Gratitude is maybe the sweetest sadness of all. Leonard Cohen has died at the age of 82, having been, to so many of us, an unaccountable blessing, and I can’t seem to stop crying, and have no wish to. His songs connected so many things for us, and will continue to do so for the ages that remain. He touched inexpressible mysteries in his exquisitely unorthodox way and it all somehow gave glory to God, even as he was always willing to give hell to God, and it was the only thing he knew, in the end, and boy did he know it: “Blessed is the Name.”
Just about three weeks ago he spoke on the subject of the Hebrew word Hineni, the key refrain of one of his last songs, “You Want It Darker,” a word that expresses the notion “Here I am,” a word as recorded in the Bible spoken by Abraham when the LORD sought him out and then asked him to sacrifice his son Isaac, and the same word as spoken by Isaac’s descendant Moses when the LORD called to him from the burning bush to lead the Israelites out of Egypt. Leonard has an incredible humility regarding his own tradition when he speaks of these things with what are some of his final breaths.

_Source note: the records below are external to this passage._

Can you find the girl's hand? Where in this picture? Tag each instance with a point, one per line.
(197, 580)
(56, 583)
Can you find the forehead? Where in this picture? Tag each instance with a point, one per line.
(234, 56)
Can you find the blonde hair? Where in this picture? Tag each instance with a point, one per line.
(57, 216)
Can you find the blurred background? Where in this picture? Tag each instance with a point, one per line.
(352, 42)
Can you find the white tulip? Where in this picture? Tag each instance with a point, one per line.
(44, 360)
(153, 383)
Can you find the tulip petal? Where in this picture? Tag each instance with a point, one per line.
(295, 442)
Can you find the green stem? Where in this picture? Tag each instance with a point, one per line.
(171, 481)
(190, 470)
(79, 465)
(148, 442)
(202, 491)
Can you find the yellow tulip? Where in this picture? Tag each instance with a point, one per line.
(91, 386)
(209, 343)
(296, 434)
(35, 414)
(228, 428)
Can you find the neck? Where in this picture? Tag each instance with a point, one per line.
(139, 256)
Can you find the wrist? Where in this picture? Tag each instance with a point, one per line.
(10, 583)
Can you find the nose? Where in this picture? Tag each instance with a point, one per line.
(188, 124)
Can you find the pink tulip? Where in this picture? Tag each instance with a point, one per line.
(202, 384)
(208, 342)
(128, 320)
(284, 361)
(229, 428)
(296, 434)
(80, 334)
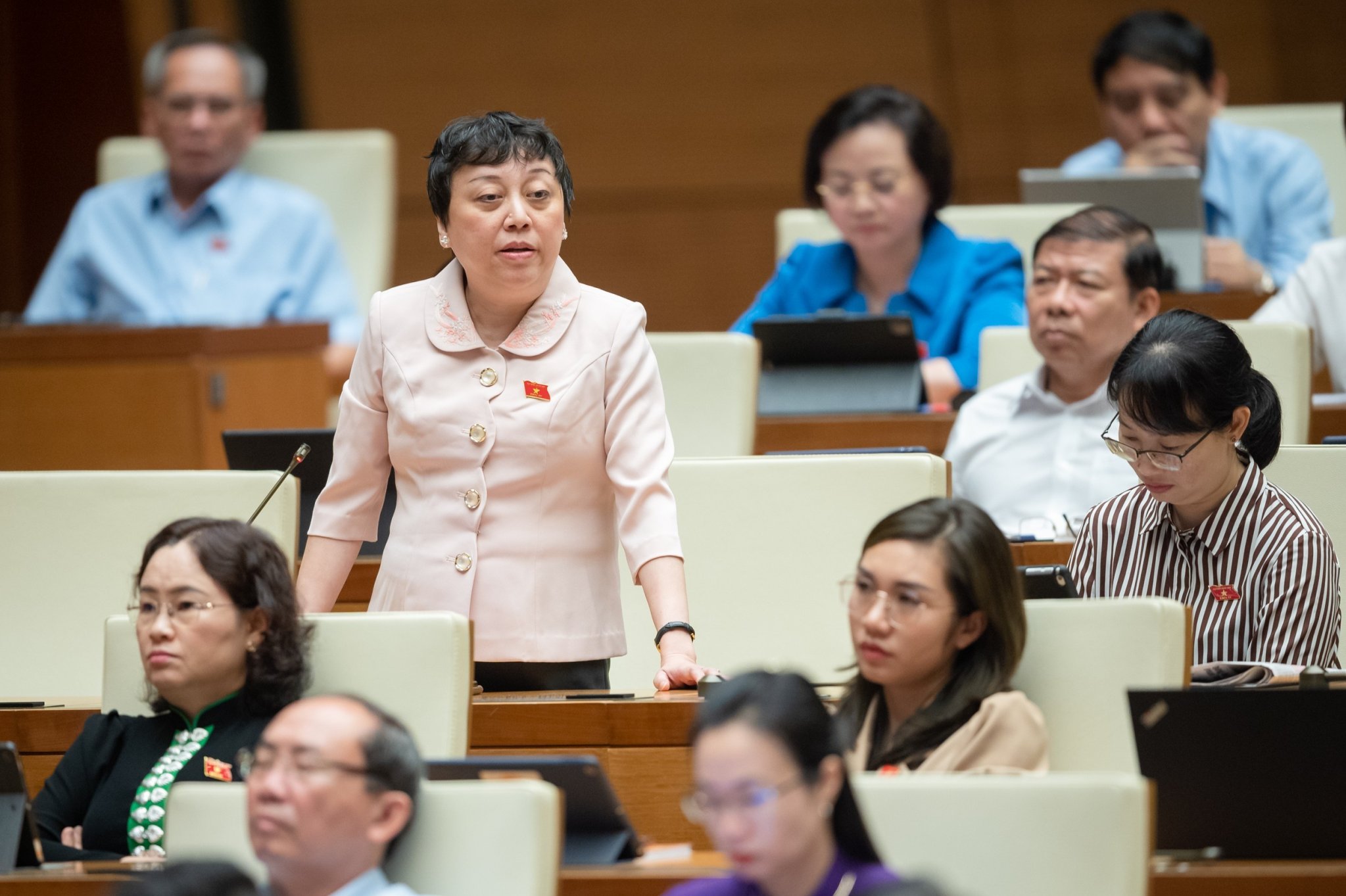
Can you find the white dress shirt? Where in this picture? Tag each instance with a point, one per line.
(1022, 454)
(1315, 298)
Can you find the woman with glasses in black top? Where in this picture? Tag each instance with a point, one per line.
(224, 649)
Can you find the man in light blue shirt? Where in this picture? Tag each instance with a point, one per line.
(331, 789)
(201, 243)
(1159, 93)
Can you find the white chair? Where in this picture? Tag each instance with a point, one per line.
(456, 844)
(1081, 658)
(70, 545)
(709, 390)
(766, 541)
(1316, 475)
(1318, 124)
(1279, 350)
(350, 171)
(415, 665)
(1057, 834)
(1019, 224)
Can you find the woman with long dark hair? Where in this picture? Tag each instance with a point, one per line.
(938, 627)
(773, 794)
(1198, 424)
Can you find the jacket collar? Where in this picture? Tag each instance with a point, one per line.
(450, 325)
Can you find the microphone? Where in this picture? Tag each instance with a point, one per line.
(298, 459)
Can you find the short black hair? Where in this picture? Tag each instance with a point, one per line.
(392, 761)
(492, 140)
(1144, 264)
(1159, 38)
(249, 567)
(928, 143)
(785, 708)
(1186, 373)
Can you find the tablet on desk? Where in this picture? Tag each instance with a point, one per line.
(596, 829)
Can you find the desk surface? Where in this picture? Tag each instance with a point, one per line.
(1166, 879)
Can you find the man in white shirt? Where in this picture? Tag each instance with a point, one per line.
(1028, 450)
(331, 788)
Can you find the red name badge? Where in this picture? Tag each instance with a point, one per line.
(218, 770)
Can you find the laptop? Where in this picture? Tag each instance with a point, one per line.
(1244, 774)
(836, 362)
(596, 829)
(274, 450)
(19, 843)
(1167, 199)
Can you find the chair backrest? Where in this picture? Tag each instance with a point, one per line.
(709, 390)
(1316, 475)
(415, 665)
(1081, 658)
(1279, 350)
(350, 171)
(501, 837)
(70, 544)
(766, 540)
(1057, 834)
(1318, 124)
(1019, 224)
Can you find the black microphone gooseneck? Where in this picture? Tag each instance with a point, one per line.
(298, 459)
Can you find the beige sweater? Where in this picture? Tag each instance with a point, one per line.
(1006, 735)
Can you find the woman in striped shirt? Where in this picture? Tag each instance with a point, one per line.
(1204, 527)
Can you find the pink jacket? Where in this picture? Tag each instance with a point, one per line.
(516, 467)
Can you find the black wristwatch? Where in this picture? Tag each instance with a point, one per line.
(669, 627)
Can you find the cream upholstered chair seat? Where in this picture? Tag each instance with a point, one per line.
(1279, 350)
(1318, 124)
(709, 390)
(1019, 224)
(350, 171)
(1316, 475)
(766, 541)
(70, 545)
(415, 665)
(1054, 834)
(500, 837)
(1081, 658)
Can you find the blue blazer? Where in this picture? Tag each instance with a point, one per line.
(957, 288)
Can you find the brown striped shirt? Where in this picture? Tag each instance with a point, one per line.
(1279, 560)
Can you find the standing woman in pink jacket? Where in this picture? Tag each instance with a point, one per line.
(523, 416)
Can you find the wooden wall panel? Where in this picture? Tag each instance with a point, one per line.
(684, 123)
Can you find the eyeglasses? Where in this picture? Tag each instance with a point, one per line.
(1161, 459)
(702, 807)
(842, 189)
(857, 596)
(185, 613)
(264, 761)
(182, 105)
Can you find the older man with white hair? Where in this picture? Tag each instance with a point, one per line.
(201, 243)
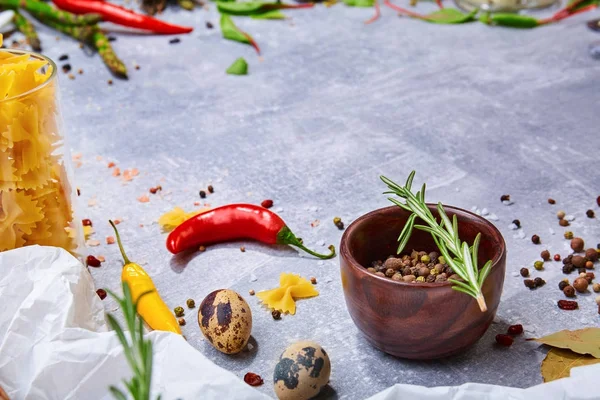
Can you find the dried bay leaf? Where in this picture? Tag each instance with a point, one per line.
(558, 363)
(582, 341)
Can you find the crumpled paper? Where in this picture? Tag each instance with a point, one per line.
(54, 344)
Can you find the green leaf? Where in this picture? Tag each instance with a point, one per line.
(239, 67)
(450, 16)
(273, 14)
(360, 3)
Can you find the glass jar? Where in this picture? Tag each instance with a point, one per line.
(36, 193)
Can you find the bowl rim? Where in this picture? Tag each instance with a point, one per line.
(346, 254)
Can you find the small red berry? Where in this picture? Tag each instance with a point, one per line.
(93, 261)
(504, 340)
(515, 329)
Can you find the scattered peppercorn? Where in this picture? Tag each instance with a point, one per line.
(504, 340)
(515, 329)
(545, 255)
(93, 261)
(253, 379)
(529, 283)
(563, 222)
(590, 213)
(577, 244)
(567, 305)
(580, 284)
(569, 291)
(267, 203)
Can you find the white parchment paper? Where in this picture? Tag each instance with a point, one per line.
(54, 344)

“I don’t really know the genesis, the origin — that Hineni — that declaration of readiness no matter what the outcome, that’s a part of everyone’s soul. We all are motivated by deep impulses and deep appetites to serve, even though we may not be able to locate that which we are willing to serve. So, this is just a part of my nature, and I think everybody else’s nature, to offer oneself at the moment, at the critical moment when the emergency becomes articulate. It’s only when the emergency becomes articulate that we can locate that willingness to serve.”
Let it be forever known that Leonard Cohen served through the emergency. May his memory be for a blessing.
Thank you, Leonard, for getting us singing. Thank you, Lord. Hallelujah.